3針デイト付モデルのプラチナケースは定価12,740,000円(税抜)という超高額設定で、現在は2千万円オーバーもする価格で取引されています。このような話題性がきっかけとなって、ノーチラスモデル全体の相場が一気に上がりました。

資産価値だけでみれば、パテック・フィリップの商品の中にはノーチラスを超える時計は数多くあります。しかしながら、スポーツウォッチという特性により日常使いでの信頼感は他の商品よりもノーチラスの方が優れているといえます。

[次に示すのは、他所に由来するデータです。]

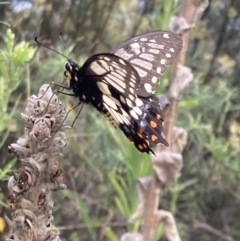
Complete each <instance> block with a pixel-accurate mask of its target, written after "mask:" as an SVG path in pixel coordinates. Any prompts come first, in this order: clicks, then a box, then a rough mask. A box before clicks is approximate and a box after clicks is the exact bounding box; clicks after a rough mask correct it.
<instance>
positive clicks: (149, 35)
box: [64, 31, 182, 153]
mask: <svg viewBox="0 0 240 241" xmlns="http://www.w3.org/2000/svg"><path fill="white" fill-rule="evenodd" d="M181 48H182V39H181V38H180V37H179V36H178V35H176V34H174V33H172V32H168V31H153V32H148V33H144V34H141V35H138V36H136V37H134V38H131V39H129V40H126V41H124V42H122V43H121V44H119V45H118V46H117V47H115V48H114V49H113V50H111V51H110V52H109V53H100V54H96V55H93V56H91V57H90V58H89V59H87V60H86V62H85V63H84V64H83V65H82V66H81V67H80V66H79V65H77V64H76V63H75V62H73V61H71V60H69V59H68V61H67V63H66V65H65V72H64V75H65V77H66V79H67V81H68V86H69V89H71V90H72V91H73V95H74V96H76V97H78V98H79V102H80V103H87V104H90V105H92V106H93V107H95V108H96V109H97V110H98V111H99V112H100V113H101V114H102V115H104V117H105V118H106V119H107V120H108V121H109V122H110V123H111V124H112V125H113V126H114V127H115V128H117V129H120V130H121V131H122V132H123V133H124V134H125V135H126V137H127V138H128V139H129V140H130V141H131V142H133V143H134V145H135V147H136V148H137V149H138V150H139V151H140V152H146V153H150V152H152V153H154V152H153V150H152V148H153V147H155V146H156V145H157V144H160V143H161V144H163V145H166V146H168V143H167V141H166V140H165V139H164V137H163V136H162V133H163V125H162V124H163V121H164V117H163V113H162V109H161V106H160V103H159V99H158V97H157V96H156V95H155V94H154V92H155V90H156V88H157V87H158V84H159V82H160V77H161V76H162V74H163V72H164V70H165V68H166V67H167V66H168V65H169V64H170V62H171V61H172V59H173V58H174V57H176V56H177V55H178V53H179V52H180V51H181Z"/></svg>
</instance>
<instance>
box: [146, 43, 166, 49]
mask: <svg viewBox="0 0 240 241" xmlns="http://www.w3.org/2000/svg"><path fill="white" fill-rule="evenodd" d="M148 46H150V47H153V48H155V49H164V45H161V44H154V43H149V44H148Z"/></svg>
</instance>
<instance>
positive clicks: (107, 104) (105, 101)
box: [102, 95, 117, 110]
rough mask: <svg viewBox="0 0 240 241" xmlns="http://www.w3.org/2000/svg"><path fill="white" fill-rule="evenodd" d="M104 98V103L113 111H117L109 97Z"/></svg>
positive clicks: (116, 106)
mask: <svg viewBox="0 0 240 241" xmlns="http://www.w3.org/2000/svg"><path fill="white" fill-rule="evenodd" d="M102 98H103V103H106V104H107V105H108V106H109V107H111V108H112V109H114V110H117V106H116V104H115V103H114V102H113V101H112V100H111V99H110V98H109V97H108V96H106V95H103V96H102Z"/></svg>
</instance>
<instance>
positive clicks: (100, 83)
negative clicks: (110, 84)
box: [97, 82, 111, 95]
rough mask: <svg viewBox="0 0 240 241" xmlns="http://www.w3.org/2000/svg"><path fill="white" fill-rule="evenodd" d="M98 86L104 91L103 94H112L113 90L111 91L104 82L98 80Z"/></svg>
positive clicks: (106, 84)
mask: <svg viewBox="0 0 240 241" xmlns="http://www.w3.org/2000/svg"><path fill="white" fill-rule="evenodd" d="M97 86H98V88H99V89H100V90H101V91H102V93H103V94H106V95H111V92H110V91H109V88H108V86H107V84H105V83H102V82H97Z"/></svg>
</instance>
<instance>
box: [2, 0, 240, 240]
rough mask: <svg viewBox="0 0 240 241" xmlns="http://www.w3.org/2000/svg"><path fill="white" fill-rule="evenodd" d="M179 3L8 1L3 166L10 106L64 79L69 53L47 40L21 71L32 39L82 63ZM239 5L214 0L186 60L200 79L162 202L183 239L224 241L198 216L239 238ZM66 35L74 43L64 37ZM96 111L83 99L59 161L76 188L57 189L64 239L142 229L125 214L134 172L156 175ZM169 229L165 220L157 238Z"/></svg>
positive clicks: (20, 101) (178, 6) (236, 238)
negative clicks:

ノーチラスが幅広い層から支持され人気がある理由はそこにあるといえるでしょう。

まとめ

ノーチラスはパテック・フィリップ初のスポーツウォッチとして1976年に誕生した画期的なモデルで、ケースは潜水艦「ノーチラス号」の舷窓をモチーフとして素材にステンレスを使用しています。

年間1000本ほどしか生産されないモデルで希少性が高くプレミアム価格となっており、中古でも定価の1.5倍、新品にいたっては定価の倍以上の価格で取引されています。正規店での購入は非常に困難で、定期店各々で個別に取り扱いのルールを設けており、店頭に並ぶことはまずなく、顧客でなければ予約などもできない状態です。

・パテック・フィリップは時計の世界3大メーカーと呼ばれる御三家のひとつ
・世界一のステータス性、高貴なデザイン、高い開発力と品質が魅力
・ノーチラスは、パテック・フィリップ初のスポーツウォッチ
・「スポーツモデルは厚みがある」という常識を覆した時計
・ラグジュラリースポーツウォッチの先駆け
・定価は3,080,000円(税抜)
・文字盤カラーは複数あるが「パテックブルー」と呼ばれる青の文字盤が人気
・青の文字盤はホワイトの文字盤よりも人気があり100万円ほど高い価格
・ノーチラスの取り扱いは正規店各々で個別にルールが設けられている
・正規店での購入は、顧客でないとほぼ不可能。登録すら厳しいのが実態。